Vagonlarında taşınan yükü göremeden koşarcasına.
Göz kapakların kapanırken bakarken ay ışığına.
Kapılardan kapı aralar bir sonraki göreceği rüyalarına.
Sayar tek, tek, kaybettiklerini. Değişmez bir diğerini.
Hepsinin vardır ayrı bir önemi. Söylemelimi?
Aklına gelirken birer, birer, hatırlar eskiyen yıllarını.
Yamalık tutarmı yamasa eskiyen pijamasını.
Karanlık çökünce hayalinden çağırır umduklarını.
Anlatsınlar birer, birer, neden boynunu büktüklerini.

Bulun benim umutlarımı der. Kimler çaldılar?
Hangi duvar dibine gömdüler? Otlar, çayırlar, kaybolup gittiler.
Bekleme boşuna senden yana senden koşanlar.
Kaybettiklerini senden yana arasınlar. Karardamı kalsınlar?
Özgürlüğün resmini çizdiğimiz ah o eski dostlar.
Defterimizin her birisine çizdiğimiz karalamalar.
Ne ara kayboldular? Bizde bizleri bizden bilerek arıyor sananlar.
Hayaller düşler dünyasında uçuştular.
Hoca Nasrettine soranlar. En güzel cevabı kendiliğinden aldılar.
Yanıtın içerisinde neler saklılar?

El Elin Eşeğini Türkü Çağıra Çağıra Arar

Bir gün subaşının eşeği kaybolur. Hoca, birkaç komşusu ile birlikte eşeği aramaya çıkar.
Hoca hem eşeği aramakta hem de türkü söylemektedir. Bu durumu yadırgayan komşularından biri Hoca’ya;
“Hocam, bu nasıl iş, insan kaybolan eşeği böyle türkü söyleyerek mi arar?” diye sorar.
Hoca bu lafın altında kalır mı? “El elin eşeğini türkü çağıra çağıra arar.” der.

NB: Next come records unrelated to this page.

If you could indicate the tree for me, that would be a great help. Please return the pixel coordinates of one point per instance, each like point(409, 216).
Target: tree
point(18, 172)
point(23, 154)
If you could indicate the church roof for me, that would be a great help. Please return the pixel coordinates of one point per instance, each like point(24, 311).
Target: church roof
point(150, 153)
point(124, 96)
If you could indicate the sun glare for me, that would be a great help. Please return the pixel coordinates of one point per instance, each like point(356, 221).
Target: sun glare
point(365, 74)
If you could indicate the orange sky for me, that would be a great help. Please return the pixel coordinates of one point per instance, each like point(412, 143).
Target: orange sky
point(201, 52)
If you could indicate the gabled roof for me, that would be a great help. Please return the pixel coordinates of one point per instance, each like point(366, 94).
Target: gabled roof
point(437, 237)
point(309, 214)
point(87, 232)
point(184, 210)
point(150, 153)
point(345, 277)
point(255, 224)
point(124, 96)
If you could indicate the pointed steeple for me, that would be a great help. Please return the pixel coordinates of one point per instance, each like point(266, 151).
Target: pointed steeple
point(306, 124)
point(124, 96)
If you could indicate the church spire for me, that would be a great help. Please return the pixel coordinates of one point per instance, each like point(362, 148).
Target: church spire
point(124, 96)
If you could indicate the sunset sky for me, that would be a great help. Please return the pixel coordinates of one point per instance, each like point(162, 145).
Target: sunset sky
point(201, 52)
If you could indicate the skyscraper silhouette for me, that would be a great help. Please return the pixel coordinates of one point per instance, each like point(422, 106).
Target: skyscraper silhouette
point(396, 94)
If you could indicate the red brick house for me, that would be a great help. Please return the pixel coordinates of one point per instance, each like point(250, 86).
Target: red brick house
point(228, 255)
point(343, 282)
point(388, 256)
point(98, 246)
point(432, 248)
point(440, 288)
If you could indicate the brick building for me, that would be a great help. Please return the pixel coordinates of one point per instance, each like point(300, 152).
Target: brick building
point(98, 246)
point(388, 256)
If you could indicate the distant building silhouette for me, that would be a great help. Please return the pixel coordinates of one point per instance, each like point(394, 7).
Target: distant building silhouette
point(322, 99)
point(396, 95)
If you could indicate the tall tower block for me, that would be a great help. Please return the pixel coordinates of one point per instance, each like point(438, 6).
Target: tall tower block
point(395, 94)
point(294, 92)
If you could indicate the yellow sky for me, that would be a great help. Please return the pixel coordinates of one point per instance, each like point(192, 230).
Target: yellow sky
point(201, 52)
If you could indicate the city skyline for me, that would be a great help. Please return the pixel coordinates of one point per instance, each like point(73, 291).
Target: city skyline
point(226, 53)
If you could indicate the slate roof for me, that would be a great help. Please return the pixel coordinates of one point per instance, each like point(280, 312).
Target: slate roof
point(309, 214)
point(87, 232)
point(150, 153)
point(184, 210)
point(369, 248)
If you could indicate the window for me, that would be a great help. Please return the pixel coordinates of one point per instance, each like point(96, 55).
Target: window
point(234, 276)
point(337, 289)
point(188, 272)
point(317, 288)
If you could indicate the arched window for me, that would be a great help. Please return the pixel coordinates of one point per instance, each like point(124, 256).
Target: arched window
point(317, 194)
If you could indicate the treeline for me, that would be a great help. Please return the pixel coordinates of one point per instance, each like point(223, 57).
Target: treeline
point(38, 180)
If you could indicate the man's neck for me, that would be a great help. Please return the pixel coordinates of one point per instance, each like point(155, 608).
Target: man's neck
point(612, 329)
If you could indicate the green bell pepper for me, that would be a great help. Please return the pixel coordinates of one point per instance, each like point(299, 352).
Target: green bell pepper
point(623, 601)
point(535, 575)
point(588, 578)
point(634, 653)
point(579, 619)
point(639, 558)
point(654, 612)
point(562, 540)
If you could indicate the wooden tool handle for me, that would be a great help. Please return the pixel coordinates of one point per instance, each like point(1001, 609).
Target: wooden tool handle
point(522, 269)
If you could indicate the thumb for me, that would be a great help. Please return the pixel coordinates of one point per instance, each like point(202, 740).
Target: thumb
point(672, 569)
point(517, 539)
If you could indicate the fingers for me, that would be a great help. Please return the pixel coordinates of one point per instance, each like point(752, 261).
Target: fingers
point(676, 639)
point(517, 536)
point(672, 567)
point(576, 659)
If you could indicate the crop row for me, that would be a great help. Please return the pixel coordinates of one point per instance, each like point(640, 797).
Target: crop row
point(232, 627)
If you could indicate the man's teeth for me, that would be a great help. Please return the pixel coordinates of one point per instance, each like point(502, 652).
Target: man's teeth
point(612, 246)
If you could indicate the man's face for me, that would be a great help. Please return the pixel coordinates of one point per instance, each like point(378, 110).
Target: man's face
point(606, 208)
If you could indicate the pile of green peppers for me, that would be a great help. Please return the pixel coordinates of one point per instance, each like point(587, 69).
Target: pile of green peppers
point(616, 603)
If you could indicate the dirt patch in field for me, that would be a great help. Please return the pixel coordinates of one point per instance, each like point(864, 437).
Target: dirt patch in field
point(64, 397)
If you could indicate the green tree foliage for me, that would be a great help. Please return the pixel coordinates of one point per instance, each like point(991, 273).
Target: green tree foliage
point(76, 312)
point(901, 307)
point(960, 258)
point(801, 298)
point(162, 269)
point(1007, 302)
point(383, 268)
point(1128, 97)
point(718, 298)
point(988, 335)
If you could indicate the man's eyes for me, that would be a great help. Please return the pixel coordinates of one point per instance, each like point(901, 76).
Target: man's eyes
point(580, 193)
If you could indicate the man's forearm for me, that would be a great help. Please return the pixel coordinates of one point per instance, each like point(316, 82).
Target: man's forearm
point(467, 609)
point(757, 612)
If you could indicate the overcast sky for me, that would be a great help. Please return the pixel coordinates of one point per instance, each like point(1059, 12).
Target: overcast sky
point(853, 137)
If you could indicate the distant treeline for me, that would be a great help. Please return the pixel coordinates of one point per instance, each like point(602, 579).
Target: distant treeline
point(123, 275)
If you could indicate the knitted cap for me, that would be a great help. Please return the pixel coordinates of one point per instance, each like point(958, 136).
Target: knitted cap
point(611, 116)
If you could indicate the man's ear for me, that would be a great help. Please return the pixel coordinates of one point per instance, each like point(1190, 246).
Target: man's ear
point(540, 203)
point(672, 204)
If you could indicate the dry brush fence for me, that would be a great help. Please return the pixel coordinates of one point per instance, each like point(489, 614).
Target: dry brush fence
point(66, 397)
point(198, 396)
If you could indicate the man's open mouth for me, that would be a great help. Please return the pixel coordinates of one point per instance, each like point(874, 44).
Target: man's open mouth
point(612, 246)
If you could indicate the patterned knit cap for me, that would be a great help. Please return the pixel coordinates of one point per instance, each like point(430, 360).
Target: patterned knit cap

Yenik düştü zamana hayallerimiz. Birbirine karıştılar, eskilerimiz, yenilerimiz.
Nerede kaldı bizim yerimiz? Duvar dibinde bir başına çaresiz.
Güneş yakmakta ateşi ile sessiz, sessiz. Terlerimiz akıyor nerede mendilimiz?
Dünyanın her bir yanında mazlumlarımız. Nerede kaldı diye çırpınırken hakkımız, hukukumuz.
Ne ola ki düşüncemiz? Bizimde var elbet derken arayanımız.
Arayanımız olmuş camdan, pencereden bakanımız. Bizimle nedir diye soruyor alakamız.
Kim alır üstüne darlığı bulmuşken varlığı.
En baş köşeye oturturken sağırlığı. Nereden koysun yok ki ağırlığı?

Bir masal gibi gelir anlamayana. Kulak asılmaz sıraladıkça sıralayana.
Yaz tahtasına, as duvarına. Aşk olsun bakıpta görene.
Görmek istediğini görür al sana. Birini oturt, birini koy bu yana.
Varsa sarıl varına, varlığına. Laf söz olurmu hiç sana?
Her nere giderse dünya, sende gidersin o yana.
Yaşamın vadettiklerini bir baksana. Haydan gelir, huya gider, anlasana.
Verimlilik topraktan bakar ekene, biçene.
Yer vermemeli yararsız otuna, tikenine. Sahip çıkmalı üretene, çoğaltana.
Varsa bir yanda eksikliğinden. Arayıp bulmalı, tamamlamalı kendiliğinden.
Gelecek bekleme umursuz kalanlardan.